ONLY a week to go and it’s back to school. Resistance is futile, kids. For you will be educated… I used to hate the last week of the long summer holidays. For that’s when you were dragged out shopping to get new, but seriously frumpy, school shoes that you wouldn’t normally be seen dead in.

No heels above two inches. No patent leather. No fancy adornments. And definitely no sling backs. This was the Sixties and Seventies after all… Then there was the blazer. You’d thrashed it to death the school year before. Buttons had been torn off, pockets had come unstitched. There were unknown and unmentionable stains from the chemistry lab, and if you were a bit too above yourself, smears of nail polish where you’d been experimenting in the girls’ toilets with the latest shades shown off in Jackie magazine.

Not to mention the beret. That had been slung in the back of a cupboard on the day you broke up and when you eventually turfed it out, there was a hole in it where you’d cut off the little sticky-up thing so you could pull strands of hair through to create a mini ponytail.

There were also little holes on the sides where you’d pierced the fabric with hair grips to keep it set precariously on the back of your head. For the trick was to make sure you couldn’t be seen wearing the beret face on, just in case you happened to bump into some lads from the boys’ grammar across town.

If you were posh your mum would drag you to the school outfitters to get a new blazer and beret, not to mention those god-awful shoes. If you weren’t so posh you’d be marched down to the school gym where the second hand school shop was busier than the local bus station at home time and all its wares were laid out on long wooden benches or hung off the pommel horse.

York Press:

School uniforms...

Either way it didn’t matter, because squeaky clean new or respectably reconditioned, that blazer would be kicked around the cloakroom from day one, for heaven forbid that you looked anything like a New Girl.

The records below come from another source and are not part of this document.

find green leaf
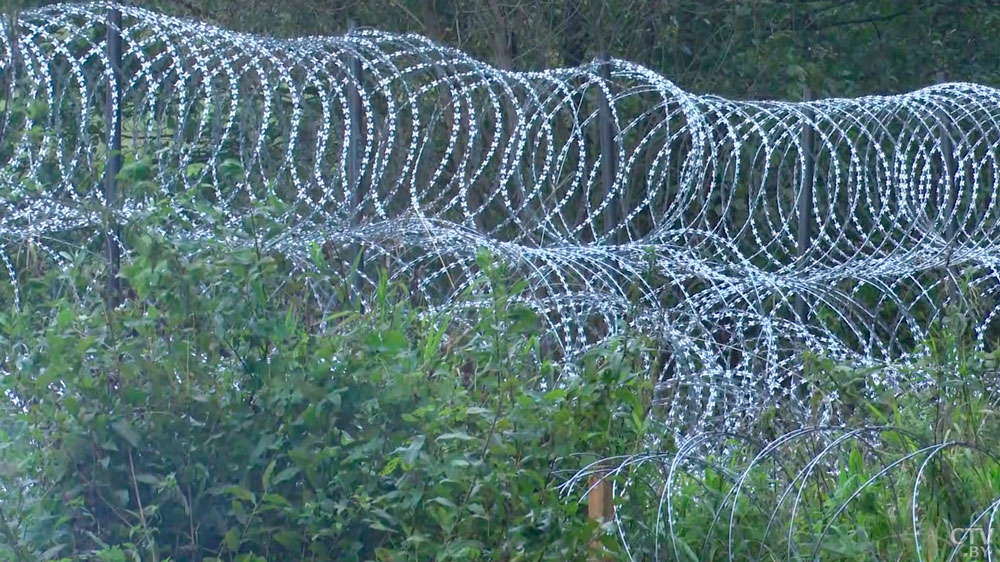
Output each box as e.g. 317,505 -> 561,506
543,389 -> 567,402
288,449 -> 316,470
397,434 -> 425,465
369,329 -> 407,352
219,158 -> 245,179
134,473 -> 160,486
27,99 -> 48,121
223,528 -> 240,552
223,485 -> 256,503
262,459 -> 276,490
111,419 -> 141,449
381,456 -> 403,476
848,445 -> 864,477
113,489 -> 130,506
272,466 -> 300,485
430,496 -> 458,509
39,545 -> 66,560
263,493 -> 291,507
273,531 -> 301,551
117,158 -> 152,183
436,432 -> 475,442
185,162 -> 207,179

But the one thing that was bearable in the last week of the school holidays was the ritual trip to the high street stationers – WH Smiths if you were posh and Woolies if you weren’t – to get supplies for the coming term.

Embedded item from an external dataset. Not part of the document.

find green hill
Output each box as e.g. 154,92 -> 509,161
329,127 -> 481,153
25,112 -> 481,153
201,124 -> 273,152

I don’t know what it is about girls and stationery but it’s always been a bit of a thing. I’ve lost count of how times over the decades where I’ve discovered another self-confessed stationery junkie.

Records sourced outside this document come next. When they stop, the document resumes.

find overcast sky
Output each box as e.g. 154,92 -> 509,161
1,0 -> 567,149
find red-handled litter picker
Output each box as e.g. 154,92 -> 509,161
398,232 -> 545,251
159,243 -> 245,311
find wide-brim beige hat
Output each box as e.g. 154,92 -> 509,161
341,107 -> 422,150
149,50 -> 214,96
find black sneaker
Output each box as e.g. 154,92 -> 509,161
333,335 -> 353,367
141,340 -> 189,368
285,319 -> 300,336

And when we’ve done with the exclaiming at finding another with a penchant for pens and drilled down into our closet obsession, it invariably turns out that we come from a distinguished long line of stationery cupboard monitors in primary school.

Back in the back-to-school visit to the stationery store, the first thing of great import was the pencil case, closely followed by the fountain pen. Osmiroid or Platignum? Dark or light blue cartridges or black? If you were being really daring and had pocket money to burn you might even go for turquoise ink and take private bets with yourself as to how long you could get away with writing English essays in it.

I once bought brown ones for use solely in history essays because I reckoned that gave them well, a sense of scroll style history, but they didn’t last long. For it meant I needed two fountain pens for a start, and the last school year’s model leaked… After that it was the ruler. A six inch one was fine, because you only used it for drawing straight lines under essay headings or shorter straight lines at the end of sums in maths.

A clear plastic Helix job was just about okay, but having a blue or a pink or a purple plastic ruler – now that was really something. Because you could bring it out of your brand new pencil case with a flourish, and it was also very good currency in the ‘will you be my friend’ stakes. As in the classroom whisper of ‘you can borrow my ruler if you want…’ Aah those were the days… They say your school days were best days of your life, and they were, up to a point. It was just those horrible shoes and that ridiculous school uniform that ruined them.